Last summer I visited Tuckaseege Baptist Church. I had no intention of going there but my son had been going with a neighbor to the Vacation Bible School that week and he had learned a song with the other children of the church. He would be singing in church that Sunday morning and he insisted I be there. That same morning they had a guest pianist and as I was walking into the sanctuary I was nearly knocked over by the music. The beautiful music played by that man took me right back to my little spot on daddy's piano bench listening and watching his hands and wanting to sing well enough to make him even more proud of me. Oh and I cried as he played In The Garden, The Old Rugged Cross, How Great Thou Art. On and on the man played and my heart nearly exploded in the longing for my dad. I wished he could have been there, I wished I could have told him about the man and I wished he could have seen my baby sing. But beyond the sadness and tears there was a spark. A tiny little flame of interest in the music itself. I wanted to sing it! I wanted to stand up and sing it and let the people here me sing it and love me and my voice!! And then it was over. Completely missing the point, I shook some hands, met a few nice people and Matthew and I left. So random, but not really. Matthew and I went back to church that next weekend. And mostly every weekend since then.

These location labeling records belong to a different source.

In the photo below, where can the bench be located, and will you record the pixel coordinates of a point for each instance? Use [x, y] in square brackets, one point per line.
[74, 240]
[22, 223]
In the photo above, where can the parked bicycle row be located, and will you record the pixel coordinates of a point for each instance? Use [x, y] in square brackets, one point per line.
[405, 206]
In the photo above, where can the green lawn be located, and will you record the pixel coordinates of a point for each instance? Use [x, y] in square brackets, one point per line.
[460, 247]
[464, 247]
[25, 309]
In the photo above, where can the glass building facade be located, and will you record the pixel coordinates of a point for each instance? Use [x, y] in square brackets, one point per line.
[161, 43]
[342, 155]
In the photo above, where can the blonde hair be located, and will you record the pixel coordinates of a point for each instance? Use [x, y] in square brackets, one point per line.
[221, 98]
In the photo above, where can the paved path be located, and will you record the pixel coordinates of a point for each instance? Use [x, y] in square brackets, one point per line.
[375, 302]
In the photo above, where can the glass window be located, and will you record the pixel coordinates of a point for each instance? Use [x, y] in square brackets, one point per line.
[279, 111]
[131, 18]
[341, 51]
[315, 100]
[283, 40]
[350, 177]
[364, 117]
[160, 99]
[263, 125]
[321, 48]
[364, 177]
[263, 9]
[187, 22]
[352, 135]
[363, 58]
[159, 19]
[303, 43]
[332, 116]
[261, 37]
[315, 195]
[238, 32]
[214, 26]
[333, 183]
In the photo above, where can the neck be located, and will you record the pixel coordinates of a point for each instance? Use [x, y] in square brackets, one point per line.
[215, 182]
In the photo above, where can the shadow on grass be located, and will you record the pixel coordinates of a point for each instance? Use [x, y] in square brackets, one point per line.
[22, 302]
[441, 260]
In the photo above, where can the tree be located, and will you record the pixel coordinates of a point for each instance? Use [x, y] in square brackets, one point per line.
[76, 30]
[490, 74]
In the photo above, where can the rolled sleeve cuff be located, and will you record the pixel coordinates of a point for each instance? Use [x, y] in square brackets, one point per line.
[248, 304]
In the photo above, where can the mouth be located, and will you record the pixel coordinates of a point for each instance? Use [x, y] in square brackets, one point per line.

"Word got out" that I used to sing a little and finally, after being asked several times and by several different people to join the choir I had run out of excuses. So poof! Just like that I found myself in the choir - singing again. Or trying to. Singing in a church choir is a lot harder than singing in your shower. There are multiple parts and many voices, tempos and key changes and arrangements. I had forgotten what "CODA" was and found myself flipping around the pages just trying to keep up with the others. I didn't know the songs, I had lost my nerve and I couldn't sing alto without following along with someone's tenor. I was humbled. And then His plan for me became perfectly clear...




Sunday morning I stood up with the choir, cleared my throat, took in my lungs-full of air and prepared to sing our song. I sang the parts I could, mouthed the rest. But what was so much better than singing was standing in the middle of the music. The music notes dancing gently over the ivory keyboard, rising and falling and softly swirling around the hearts of the voices. Oh the voices, the sopranos beside me, the basses and tenors behind me all filling my soul with the lyrics of praise. The sheer love for Christ in the voice of the lady standing right beside me washed over me and I cried. She truly loved Him and I heard that love in her precious voice. It was an all-inspiring love song from the voices all singing straight to the audience that was God alone. And then I started to sing again, "Blessed Be The Name Of The Lord" and this time to God! And HE loved my voice! And I finally got it! My talent for Him - He gave me a talent for use to praise HIM. So now I'm in the choir, humbly singing along, mostly in my own key and once again loving music! Not random at all but a direct and specific plan laid out for me, using my dad and my childhood surrounded in songs as a path to the 2nd row of the Tuckaseege Baptist Church Choir.